La déclaration annuelle se fait via la plateforme Simpl-IR, rubrique « revenus fonciers », avec télépaiement avant le 31 mars de l’année suivant la perception des loyers. Les dépôts de garantie ne sont pas imposables tant qu’ils sont restitués au locataire en fin de bail.

Les pièges fréquents du propriétaire bailleur

1. Oublier de déclarer un loyer perçu en espèces. L’administration fiscale considère tout revenu locatif comme imposable, quel que soit le mode de paiement — l’absence de déclaration expose à un redressement avec pénalités.

2. Réviser le loyer avant les trois ans légaux. Une clause de révision anticipée non prévue au contrat est inopposable au locataire, qui peut légalement refuser de payer la hausse.

3. Accepter une sous-location sans l’encadrer par écrit. Sans accord écrit et daté, vous perdez le contrôle sur qui occupe réellement votre bien et sur les conditions financières de l’occupation.

4. Négliger l’état des lieux de sortie. Beaucoup de propriétaires ne réalisent l’état des lieux qu’à l’entrée : sans comparaison à la sortie, toute retenue sur le dépôt de garantie devient contestable devant le tribunal.
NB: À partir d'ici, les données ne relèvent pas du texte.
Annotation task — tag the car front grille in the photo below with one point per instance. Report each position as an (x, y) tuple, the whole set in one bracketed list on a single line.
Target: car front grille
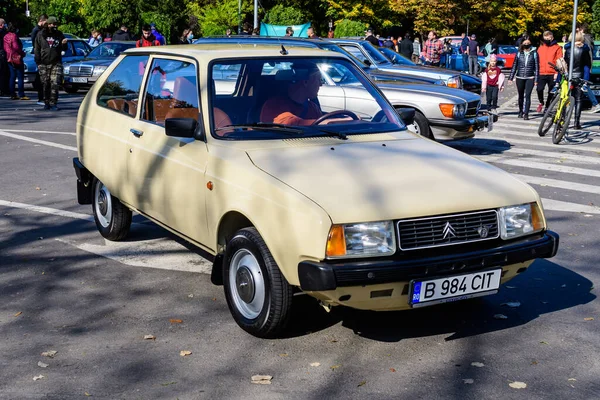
[(81, 70), (447, 230), (473, 108)]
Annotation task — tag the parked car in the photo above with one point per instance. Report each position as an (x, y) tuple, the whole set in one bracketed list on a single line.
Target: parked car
[(470, 83), (84, 73), (440, 112), (353, 210), (77, 49), (456, 62)]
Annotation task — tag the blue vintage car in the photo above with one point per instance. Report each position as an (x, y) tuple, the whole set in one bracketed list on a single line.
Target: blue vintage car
[(77, 49)]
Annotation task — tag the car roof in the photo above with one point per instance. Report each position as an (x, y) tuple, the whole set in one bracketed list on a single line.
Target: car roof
[(235, 50)]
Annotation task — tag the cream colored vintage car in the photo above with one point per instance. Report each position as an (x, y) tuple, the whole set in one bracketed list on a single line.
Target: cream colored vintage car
[(234, 149)]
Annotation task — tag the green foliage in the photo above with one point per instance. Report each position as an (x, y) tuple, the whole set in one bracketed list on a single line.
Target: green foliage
[(282, 15), (347, 27), (215, 19)]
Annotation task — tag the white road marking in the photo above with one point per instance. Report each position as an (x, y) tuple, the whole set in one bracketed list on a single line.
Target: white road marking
[(579, 187), (38, 141), (25, 131)]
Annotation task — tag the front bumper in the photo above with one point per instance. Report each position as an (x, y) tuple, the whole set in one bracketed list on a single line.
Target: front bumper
[(462, 125), (324, 276)]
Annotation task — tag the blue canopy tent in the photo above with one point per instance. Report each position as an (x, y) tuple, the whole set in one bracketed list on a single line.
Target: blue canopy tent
[(279, 30)]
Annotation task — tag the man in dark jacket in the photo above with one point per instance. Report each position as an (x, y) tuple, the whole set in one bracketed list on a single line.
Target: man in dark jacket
[(48, 48), (122, 34), (38, 82)]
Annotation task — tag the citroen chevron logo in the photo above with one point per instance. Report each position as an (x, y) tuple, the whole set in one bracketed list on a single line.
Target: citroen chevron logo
[(448, 231)]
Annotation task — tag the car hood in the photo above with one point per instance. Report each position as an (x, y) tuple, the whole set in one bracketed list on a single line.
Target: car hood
[(356, 181)]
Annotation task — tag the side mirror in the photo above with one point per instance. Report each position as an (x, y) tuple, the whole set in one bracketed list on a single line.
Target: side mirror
[(407, 115), (181, 127)]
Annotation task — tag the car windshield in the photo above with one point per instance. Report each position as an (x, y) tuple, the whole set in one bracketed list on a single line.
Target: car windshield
[(262, 99), (395, 57), (110, 49)]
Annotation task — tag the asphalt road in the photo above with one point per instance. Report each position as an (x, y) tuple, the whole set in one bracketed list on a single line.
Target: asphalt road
[(64, 288)]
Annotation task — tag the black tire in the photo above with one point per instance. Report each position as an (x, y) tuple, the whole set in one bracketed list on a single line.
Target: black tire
[(113, 219), (421, 126), (548, 118), (248, 265), (71, 89), (562, 125)]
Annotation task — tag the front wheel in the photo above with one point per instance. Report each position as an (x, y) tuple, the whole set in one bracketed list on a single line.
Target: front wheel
[(420, 126), (548, 118), (112, 218), (562, 126), (257, 294)]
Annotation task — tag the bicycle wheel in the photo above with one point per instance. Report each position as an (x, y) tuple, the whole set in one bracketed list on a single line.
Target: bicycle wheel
[(562, 126), (548, 118)]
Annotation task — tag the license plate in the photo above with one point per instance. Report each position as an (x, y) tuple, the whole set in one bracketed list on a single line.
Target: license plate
[(454, 288)]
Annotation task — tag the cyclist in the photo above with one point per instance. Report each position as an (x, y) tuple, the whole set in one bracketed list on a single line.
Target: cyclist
[(582, 64)]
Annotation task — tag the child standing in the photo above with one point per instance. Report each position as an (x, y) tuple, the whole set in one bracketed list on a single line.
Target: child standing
[(492, 82)]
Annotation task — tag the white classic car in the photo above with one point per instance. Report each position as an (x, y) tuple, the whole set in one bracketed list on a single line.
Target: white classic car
[(292, 190)]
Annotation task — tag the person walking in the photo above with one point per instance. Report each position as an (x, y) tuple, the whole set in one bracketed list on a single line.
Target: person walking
[(473, 52), (432, 50), (406, 46), (48, 48), (37, 83), (548, 52), (13, 47), (525, 70), (464, 45), (123, 34), (416, 55), (148, 39), (492, 82), (582, 64)]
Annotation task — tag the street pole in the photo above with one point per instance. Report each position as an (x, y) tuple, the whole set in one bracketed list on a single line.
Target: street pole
[(255, 14), (573, 39)]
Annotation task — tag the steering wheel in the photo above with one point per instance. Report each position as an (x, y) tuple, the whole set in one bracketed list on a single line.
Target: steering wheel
[(335, 114)]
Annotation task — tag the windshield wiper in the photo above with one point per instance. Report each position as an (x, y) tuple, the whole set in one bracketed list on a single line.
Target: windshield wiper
[(263, 126)]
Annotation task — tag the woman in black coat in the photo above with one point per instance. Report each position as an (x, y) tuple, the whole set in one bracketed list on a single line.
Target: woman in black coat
[(526, 69)]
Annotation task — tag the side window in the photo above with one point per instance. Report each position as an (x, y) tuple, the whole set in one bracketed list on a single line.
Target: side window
[(171, 91), (80, 49), (121, 89), (355, 52)]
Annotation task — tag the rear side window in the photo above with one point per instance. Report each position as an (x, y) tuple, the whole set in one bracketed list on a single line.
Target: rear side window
[(121, 89)]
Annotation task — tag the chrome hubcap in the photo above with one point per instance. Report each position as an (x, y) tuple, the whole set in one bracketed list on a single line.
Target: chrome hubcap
[(103, 206), (246, 284)]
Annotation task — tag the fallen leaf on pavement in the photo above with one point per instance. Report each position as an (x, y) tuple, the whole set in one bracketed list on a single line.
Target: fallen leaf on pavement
[(262, 379), (518, 385)]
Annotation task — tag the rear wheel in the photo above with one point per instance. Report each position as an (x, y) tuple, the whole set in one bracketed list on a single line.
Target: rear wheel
[(562, 126), (548, 118), (112, 218), (258, 295)]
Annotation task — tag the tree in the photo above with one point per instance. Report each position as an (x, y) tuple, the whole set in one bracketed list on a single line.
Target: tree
[(347, 27), (283, 15)]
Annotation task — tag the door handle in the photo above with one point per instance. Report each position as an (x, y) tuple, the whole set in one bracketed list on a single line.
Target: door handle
[(136, 133)]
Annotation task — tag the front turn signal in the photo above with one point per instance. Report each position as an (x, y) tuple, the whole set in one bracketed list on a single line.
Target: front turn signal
[(336, 242)]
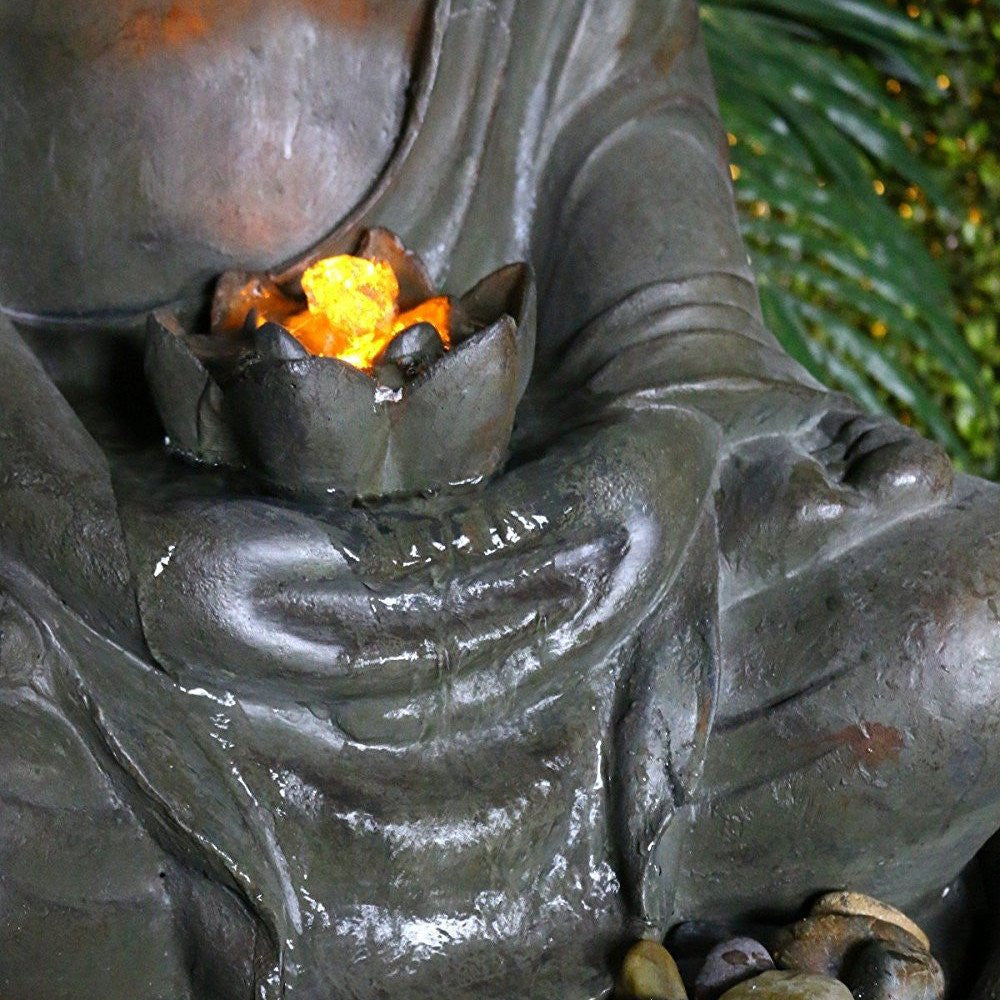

5. Ignorer les délais de préavis pour reprendre le logement. Pour récupérer le bien pour usage personnel, un préavis écrit d’au moins deux mois est obligatoire, avec indemnisation du locataire équivalente à un an de loyer si le motif n’est pas respecté dans les faits.

Ce que la plupart des guides ne mentionnent pas

La vente du bien ne met pas fin au bail en cours. Si vous vendez votre appartement loué, le nouveau propriétaire est tenu de respecter le contrat existant jusqu’à son terme, aux mêmes conditions — un point souvent ignoré des vendeurs comme des acheteurs.

Un logement prêté gratuitement reste imposable. Si vous mettez un bien à disposition d’un proche sans loyer, la loi vous oblige à déclarer une valeur locative estimée comme revenu foncier théorique.

La reconduction tacite protège autant le propriétaire que le locataire. À l’échéance du bail, si aucune des deux parties ne notifie formellement son intention d’y mettre fin, le contrat se reconduit automatiquement aux mêmes conditions — ce qui sécurise vos revenus si le locataire est fiable, mais vous engage aussi si vous vouliez changer de conditions sans avoir notifié à temps.

Résumé : les 5 étapes pour louer en toute sécurité

  1. Vérifiez la situation juridique et l’état du bien avant toute mise en location
  2. Fixez un loyer aligné sur le marché de votre quartier et de votre typologie de bien
  3. Rédigez un contrat écrit conforme à la loi 67-12, avec état des lieux signé et dépôt de garantie plafonné à deux mois
  4. Sélectionnez le locataire sur la base de documents justificatifs sérieux
  5. Déclarez vos revenus locatifs chaque année via Simpl-IR, en appliquant l’abattement de 40 % applicable

Pour sécuriser votre contrat de bail ou vérifier la conformité de votre situation locative, l’accompagnement d’un professionnel (notaire, avocat ou fiscaliste) reste recommandé en cas de doute, notamment pour les montants et seuils fiscaux qui évoluent chaque année.